Böyle zamanlarda, mümkün mertebe başvurduğum bazı yöntemler var. Belki benzer bir durumda olan arkadaşlarımıza da faydası dokunur diye paylaşmak istiyorum. Hepsi çok basit görünüyor ama uygulaması için aynısını söylemek zor.
Başlangıcı en vurucu olan maddeyle yapmak istiyorum. Uyku eksikliğini gidermek pek önemli. Biliyorum, standart çalışma saatleri buna pek izin vermiyor. Tüm bir toplumsal yapı belli zaman dilimleri üzerine kurulu. Ancak fırsat buldukça, normalde yapamadığımız kısa uyku kaçamakları zihnimizi toparlamaya yardımcı olabilir. Ülkemizde siesta kültürünün olmamasını hep üzücü bulmuşumdur. Burada kastettiğim, öylesine verilen bir mola değil, gerçekten dinlenmeye ayrılmış bir zaman aralığı. Günün belli saatlerinde dinlenmeye vakit ayırmak, kişisel ölçekte zihni dinlendirici, toplumsal ölçekte ise yaşam akışına sakinlik katıcı bir etki yaratabilir. Çünkü uyumak, bir şeyler için telaş etmediğimizin de bir göstergesidir. Bazen bu kısa uykular sonrasında daha berrak bir zihinle karar vermek ve harekete geçmek en iyisi.

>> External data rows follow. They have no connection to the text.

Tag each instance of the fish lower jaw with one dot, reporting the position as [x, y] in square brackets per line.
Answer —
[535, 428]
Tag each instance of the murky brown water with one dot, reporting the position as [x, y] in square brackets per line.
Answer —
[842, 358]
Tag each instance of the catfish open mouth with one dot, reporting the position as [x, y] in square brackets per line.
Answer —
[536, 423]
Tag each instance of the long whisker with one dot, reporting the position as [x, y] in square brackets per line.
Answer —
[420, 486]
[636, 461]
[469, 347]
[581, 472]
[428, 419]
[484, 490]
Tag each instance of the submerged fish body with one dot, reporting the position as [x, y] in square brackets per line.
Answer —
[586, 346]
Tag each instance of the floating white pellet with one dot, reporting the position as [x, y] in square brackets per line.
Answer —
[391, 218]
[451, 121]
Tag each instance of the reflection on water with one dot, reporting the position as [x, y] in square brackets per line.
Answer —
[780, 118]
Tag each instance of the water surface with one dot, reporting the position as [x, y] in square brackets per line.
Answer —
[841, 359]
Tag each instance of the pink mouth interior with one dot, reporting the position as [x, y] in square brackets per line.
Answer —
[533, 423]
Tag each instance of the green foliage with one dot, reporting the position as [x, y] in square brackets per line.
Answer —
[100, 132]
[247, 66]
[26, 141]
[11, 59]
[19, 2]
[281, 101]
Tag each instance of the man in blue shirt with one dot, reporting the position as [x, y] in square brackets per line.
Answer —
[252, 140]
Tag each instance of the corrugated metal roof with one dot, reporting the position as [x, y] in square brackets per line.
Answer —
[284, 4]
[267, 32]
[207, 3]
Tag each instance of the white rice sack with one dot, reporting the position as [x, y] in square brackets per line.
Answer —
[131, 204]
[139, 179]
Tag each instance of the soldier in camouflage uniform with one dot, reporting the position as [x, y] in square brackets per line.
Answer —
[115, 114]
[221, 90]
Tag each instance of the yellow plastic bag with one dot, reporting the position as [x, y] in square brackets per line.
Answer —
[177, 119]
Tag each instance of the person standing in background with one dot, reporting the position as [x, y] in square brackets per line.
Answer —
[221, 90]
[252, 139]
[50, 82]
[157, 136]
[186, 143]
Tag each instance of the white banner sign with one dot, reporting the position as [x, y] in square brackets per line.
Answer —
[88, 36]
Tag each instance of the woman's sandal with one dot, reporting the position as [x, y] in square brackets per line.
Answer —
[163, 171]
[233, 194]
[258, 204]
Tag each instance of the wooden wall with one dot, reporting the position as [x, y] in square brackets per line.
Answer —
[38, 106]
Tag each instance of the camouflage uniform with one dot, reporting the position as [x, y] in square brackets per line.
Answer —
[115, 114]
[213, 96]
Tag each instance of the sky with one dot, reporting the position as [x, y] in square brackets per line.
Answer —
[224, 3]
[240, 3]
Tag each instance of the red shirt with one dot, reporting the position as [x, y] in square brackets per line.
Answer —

Diğer bir konudan devam edeyim. Gün içerisinde yapılanlara değişiklik getirmek. Bu çok belirgin bir madde olmadığından kendi açımızdan ele almamız gerekecek. Bir günümüzü düşünelim. Belki aynı yoldan gidiyor, kişileri görüyor, cümleleri kuruyoruzdur. Bu alışkanlıkları biraz kırmak gerekiyor. Benim gibi, rutine sadakati yüksek olan biri için bu pek kolay bir hamle sayılmaz. Ancak birkaç kalıplaşmış hareketi değiştirmek bize farklı şekilde yansıyacak bir dizi aksiyon zincirini beraberinde getirebilir. Sonuçta bu zinciri harekete geçirecek kişi yine biziz. Her ne yapıyorsak (bir başımıza veya başkalarıyla) buna biraz farklılık katmak, yararlı olabilir. Bunu nasıl yapacağımızı da en iyi yine biz biliriz.

Photo by Kate Stone Matheson on Unsplash
Son madde olarak ise kısa tutacağım ama en sevdiklerimden biri: hayal kurmak. Evet, kulağa basit geliyor, değil mi? Ama etkisi, hayal gücümüzü ne kadar serbest bıraktığımıza bağlı. Bu defa kendimden örnekleyeyim o halde. Bu sıralar, her ay yaptığım sürecimin arkasında kaldığımı düşündüm. Yorgunlukla birlikte keyif eksikliği de bu duruma eklendi. Eskiden bu tarz duygulara daha sık kapılırdım. Emin olamasam da, esas neden kişisel paydada etki eden bazı durumlar da olabilir. Her halükarda bu durum, okumama ve yazmama da engel teşkil ediyor. Beni neşelendirecek, iyi hissettirecek bu alışkanlıklarıma dahi el atamamak inanın hiç iç açıcı bir durum değil açıkçası.
Bu yüzden, ilk iki maddede saydığım şeylere elimden geldiğince dikkat edip hayal kurmaya yöneldim. Belki okuyup yazmaya yeterince vakit ayıramadım ama bir süredir hayal kurmadığımı fark ettim. Oysa son bir-iki yıldır bunu epey artırmıştım. Sanırım fazla sistematik ve hatta robotik davranmaya başlamışım.
Bu farkındalıkla birlikte uçuk kaçık düşünceleri kucakladım, aklıma gelenleri not aldım. Notlarımın çoğu, eksikliğini hissettiğim okuma-yazma alanıyla ilgiliydi. İçgüdüsel olarak bu tarafa yöneldiğimi düşünüyorum. Sonuçta iki yeni şiir yazabildim, ele almak istediğim konulara yenilerini ekledim, eski notlarımı toparlamaya başladım (bence en yorucu kısmı buydu), elimdeki içeriklerin dışında iki farklı kitap fikri buldum. Hayallerim bana hem neşe verdi hem de beni harekete geçirdi. Çünkü ortaya çıkan fikirler yeni, farklı ve eğlenceliydi. Kimi zaman bu itici gücü arkadaşlarımızdan alırız kimi zaman ise çok sık başvurmadığımız hayal gücümüzden.
O hâlde hayal kuramıyorsak bile, bu hissi bizde uyandıran arkadaşlarımızla vakit geçirmek de bir yöntem olabilir. Yeter ki bizim yaptığımızı yapmayın ve yazımın ilk cümlesindeki döngüden kopmaya bakın.